Software Pilot

Aerial Applications - Autonomous Systems - Simulation


SoftwarePilot is an open source middleware and API that supports aerial applications. SoftwarePilot allows users to connect consumer DJI drones to programmable Java routines that provide access to the drones flight controller, camera, and navigation system as well as computer vision and deep learning software packages like OpenCV, DLIB, and Tensorflow.

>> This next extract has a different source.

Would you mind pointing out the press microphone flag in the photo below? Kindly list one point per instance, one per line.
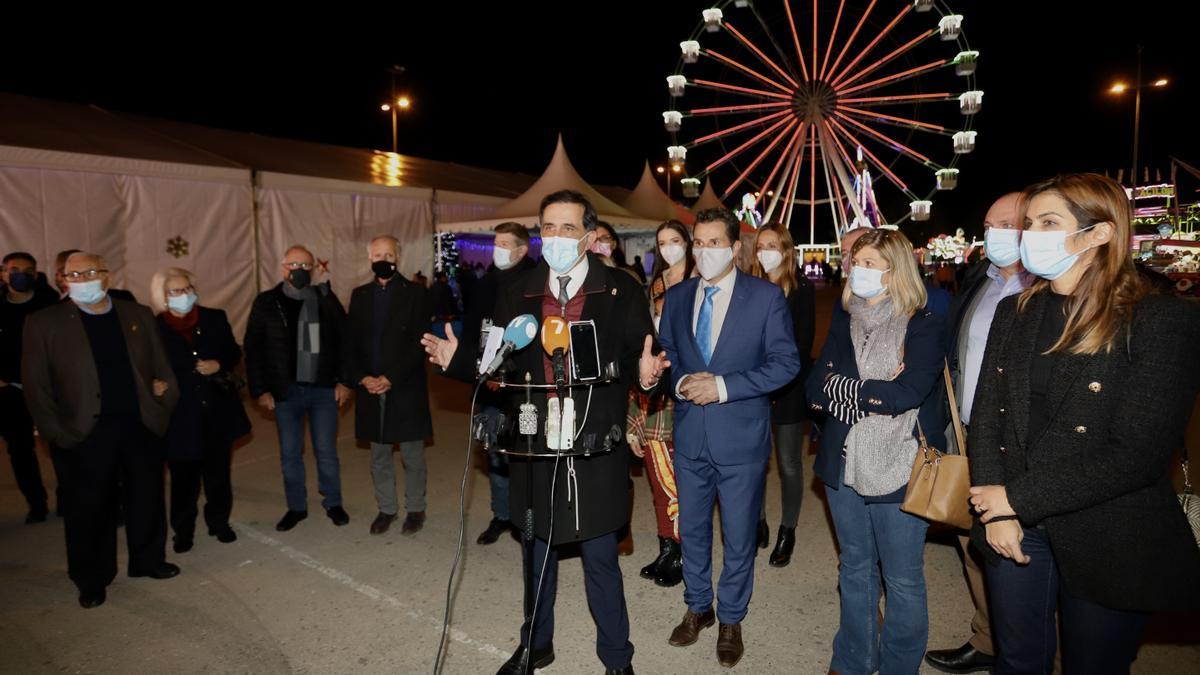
(517, 335)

SoftwarePilot is used by researchers to create and test aerial systems that use novel autonomy policies, architectural configurations, and vision algorithms with application domains ranging from agriculture to autonomous photography. Educators also use SoftwarePilot to teach middleschool to university students about drones, autonomous systems, computational thinking, and programming in general.

SoftwarePilot comes with a dockerfile and installation scripts for all requisite software, as well as an Android-x86 virtual machine to communicate with DJI drones from most systems.

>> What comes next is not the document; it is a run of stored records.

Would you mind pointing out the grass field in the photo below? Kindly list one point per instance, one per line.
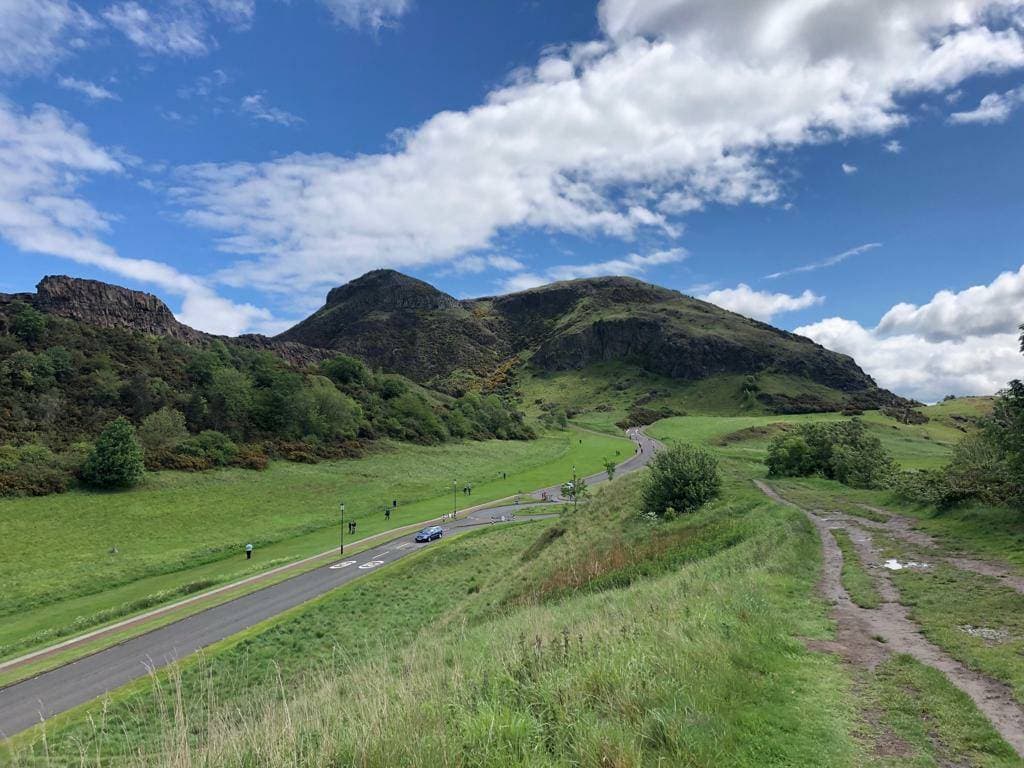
(180, 531)
(467, 650)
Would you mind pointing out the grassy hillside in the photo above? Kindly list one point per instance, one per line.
(600, 638)
(182, 530)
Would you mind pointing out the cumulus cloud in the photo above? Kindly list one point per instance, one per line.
(633, 264)
(761, 305)
(44, 158)
(979, 310)
(825, 263)
(372, 14)
(995, 108)
(682, 103)
(178, 30)
(957, 343)
(87, 89)
(34, 36)
(256, 107)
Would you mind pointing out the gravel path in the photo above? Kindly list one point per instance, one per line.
(866, 637)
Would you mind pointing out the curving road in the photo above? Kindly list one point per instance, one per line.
(27, 704)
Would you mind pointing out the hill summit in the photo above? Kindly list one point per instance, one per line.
(404, 325)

SoftwarePilot is developed by the ReRout Lab at The Ohio State University.


SoftwarePilot can be used to create innumerable aerial applications, ranging from simple automated flight to fully autonomous routines. Routines for a range of demos are provided in our Github repository. Below are examples of our autonomous facial recognition routines used for experiments in a recent paper. The first demo performs target recognition and optimization, repositioning itself to take a high quality facial image using reinforcement learning and Dlib facial recognition.

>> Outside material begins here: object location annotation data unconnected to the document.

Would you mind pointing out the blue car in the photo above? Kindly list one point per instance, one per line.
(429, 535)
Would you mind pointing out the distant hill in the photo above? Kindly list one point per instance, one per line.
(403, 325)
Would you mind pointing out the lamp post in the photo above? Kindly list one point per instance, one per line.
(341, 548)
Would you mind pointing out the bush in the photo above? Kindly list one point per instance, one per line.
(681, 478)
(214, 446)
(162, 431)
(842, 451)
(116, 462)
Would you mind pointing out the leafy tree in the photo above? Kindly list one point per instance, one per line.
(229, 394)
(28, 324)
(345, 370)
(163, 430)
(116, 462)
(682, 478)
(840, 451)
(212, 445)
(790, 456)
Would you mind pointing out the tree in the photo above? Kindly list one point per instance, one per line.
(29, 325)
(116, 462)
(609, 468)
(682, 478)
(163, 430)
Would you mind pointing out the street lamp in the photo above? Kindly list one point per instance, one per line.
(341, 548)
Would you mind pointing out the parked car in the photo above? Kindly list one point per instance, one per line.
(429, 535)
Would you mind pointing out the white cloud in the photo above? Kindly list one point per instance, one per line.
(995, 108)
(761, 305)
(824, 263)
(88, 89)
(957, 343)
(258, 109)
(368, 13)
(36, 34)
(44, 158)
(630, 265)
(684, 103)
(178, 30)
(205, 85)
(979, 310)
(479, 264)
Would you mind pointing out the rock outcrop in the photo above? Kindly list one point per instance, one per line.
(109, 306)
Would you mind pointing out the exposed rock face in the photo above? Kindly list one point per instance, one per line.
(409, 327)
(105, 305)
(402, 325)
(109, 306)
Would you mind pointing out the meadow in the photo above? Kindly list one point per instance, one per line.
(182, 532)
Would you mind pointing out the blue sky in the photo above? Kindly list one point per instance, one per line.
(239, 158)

The second demo performs target recognition and avoidance. Some UAV may want to avoid targets that can only be discerned with deep models. This demo uses reinforcement learning and deep facial recognition models to find and avoid humans.

SoftwarePilot makes it easy to program drone actions based on sensed data. Our vision system allows for feature extraction of drone-sensed images using any algorithms that can run on your system. Currently, our vision system explicitly supports DLib, OpenCV, and Tensorflow, with YOLOv3 support coming soon.

The ReRoutlab performs demonstractions of our software and seminars on drones and autonomous systems using SoftwarePilot at schools, universities, and conferences. If you are interested in our educational demonstrations, please contact us.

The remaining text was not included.